Another new project has now been added to the mid-term agenda, on internal audit. This could provoke some pushback from other groups, such as the Institute of Internal Auditors, which recently updated its own Global Internal Audit Standards in January. The PCAOB said this project would update one of its older standards, AS 2605, Consideration of the Internal Audit Function, in connection with the Interim Standards project to reflect changes in the auditing and reporting environment. 

The PCAOB also updated the anticipated timeline for one project, the Attestation Standards Update, which is now slated for 2025.

In addition, the PCAOB has now removed one project from its agenda, on Follow-On Disciplinary Proceedings, which is surprising considering the tougher stance that the PCAOB and the SEC have been taking with audit firms, most recently with the SEC's permanent suspension of BF Borgers, a small Colorado firm that was accused of fabricating audit documentation and had been previously kicked out of the AICPA's peer review program.

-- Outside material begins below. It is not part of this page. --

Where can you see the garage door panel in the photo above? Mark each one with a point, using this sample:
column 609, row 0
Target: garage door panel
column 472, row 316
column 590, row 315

The PCAOB has been in the process of updating many of the older standards it inherited from the American Institute of CPAs after the Sarbanes-Oxley Act of 2002 led to the establishment of the PCAOB back in 2003. SEC chairman Gary Gensler appointed Erica Williams to chair the board and has encouraged her to spearhead this effort. With the November election approaching and a potential change in the White House, getting the standards overhaul done has become more of a priority in case the next administration takes a more deregulatory approach.